What is the most difficult aspect of behavior like a child?
Fener Alexander: I think with age, stop using your body less. It is incredible to see a kind of nature. Keep up with this type of endurance, from feeling like: never stop. My mind was always looking for something, doing something, believing that you are talking about something while trying to do something else, while I was already thinking about what I do after that. So why may I feel bored? It was a fixed engine inside me, and I think this was really useful when I found it, but physically, it was more drained.
Elizabeth, how did you swim your approach with Mia and your understanding of that character?
Olsen: She is in her body and is associated with the nature that needs to be in every element of her person, from the clothes she wears until she loves the way she preserves her hair – there is just a brutality and natural that came with how she moves across space. Only when you are around the evaluation, she begins to sit differently or tries to be as polite as possible, because she comes from this life where her mother was this free thinking, and a strong courageous woman who has her conflicting feelings. Usually, with the construction of characters, I would like to start with a voice, whether it is an audio shift or a tone, and it is not logical to it. So it became much more than that than just being in her body in a way that I felt I was not in a movie, in fact.
In terms of greenhouse, how was it in that material space, by contacting plants? How did that also formed your personality?

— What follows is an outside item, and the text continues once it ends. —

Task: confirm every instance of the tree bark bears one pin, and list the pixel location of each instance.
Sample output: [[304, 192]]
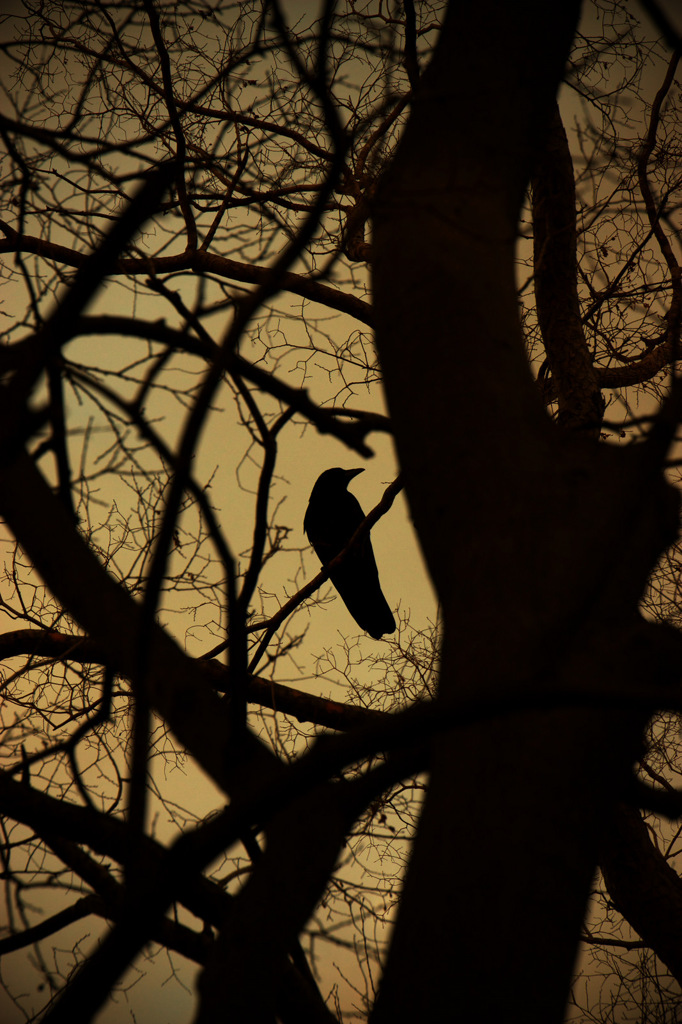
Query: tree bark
[[539, 542]]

Olsen: What was incredible was that everything was real. Everything – the irrigation system that it built was real. The plants were real. There was nothing one that was a fake plant there. It was really strong. It was built in Tenerife, at the site in this volcanic rock, seeing these sensitive flowers, plants, and foodstuffs are able to survive while there is a fire in Tennervi and these crazy winds that were very repressive, and the fact that we were able to grow there, I really felt our group.
Elizabeth, how did she use Mia’s experience with her mother to explain things about the condition of the personality and the way she lives her life?
Olsen: I think there is a feeling of giving up when you are a child, and someone chooses to leave. I certainly faced this experience with my grandmother, from which I was not close. But when I spent a holiday with her, I sat next to her for Christmas, and I didn’t spend much time with her. We just started chatting, and never stopped talking. She just sat on this schedule and asked her questions about her childhood. Her childhood was completely impossible, then she was one parent, raising four children immediately after the Second World War, and worked her back on the factory work, and when she had an opportunity as a great woman to have another husband and traveled in the world, she did. I was actually affected, for the first time in my life, I learned her story, and every feeling I had where I thought, “Oh, my grandmother has never gone” as a little girl because she lived her life, and found that this courage and strong.
This is what I feel about Mia with her mother. She feels giving up at the beginning because her mother chose her beliefs about raising her children. And I think you have a lot of anger and resentment, and there is a point in your life, whether it is through an experience, an age or any life that happens to you, that you are tolerant and that you are actually able to admire the options of someone like this, to do the brave thing and live life and do not feel that they should do something only because society tells you. We have one life and how do we choose to live it? So I feel that it was a kind of Mia’s decision, which she eventually made in the movie.
This interview has been edited and intensified.